When you get down to it, this is what animates many of the ‘urbanists’ in Winnipeg. The problem with this attitude is that it essentially means you are justified in throwing up your hands and never actually doing anything about it. More importantly, it reduces what are political and economic choices that have played out since the 1950s into personal lifestyle choices. It is infinitely easier to simply make wide sweeping claims about people who live in the suburbs rather than trying to understand how and why we got here. It is one thing to say you hate “car culture”; it is another to understand how car and oil companies spent massive amounts of money on PR campaigns to defund public transit.

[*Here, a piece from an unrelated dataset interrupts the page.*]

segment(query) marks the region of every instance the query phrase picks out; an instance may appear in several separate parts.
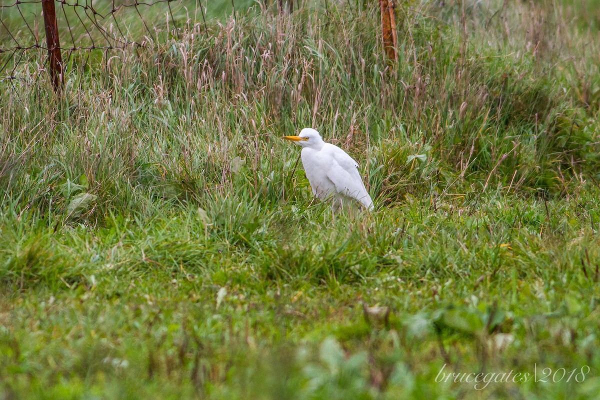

It is one thing to say you hate the suburbs but its another thing to understand how housing policies and the mortgage and insurance industry contributed to the hollowing our of downtowns and inner cities across the continent. It is one thing to complain that the suburbs ruin everything in Winnipeg, but it is another to understand how the original plan of Unicity has been eroded, and democracy at city hall is pretty much non-existent today.

When you account for these economic and political factors, one comes to a fulsome picture: there is ample space to create a people’s urbanism in Winnipeg, one that brings together people from across the city (not just the privileged few) to prioritize public transit, accessibility, and robust local democracy. The referendum on Portage and Main this fall is the perfect chance to create it.

Scott Price is a labour historian and radio producer living in Winnipeg.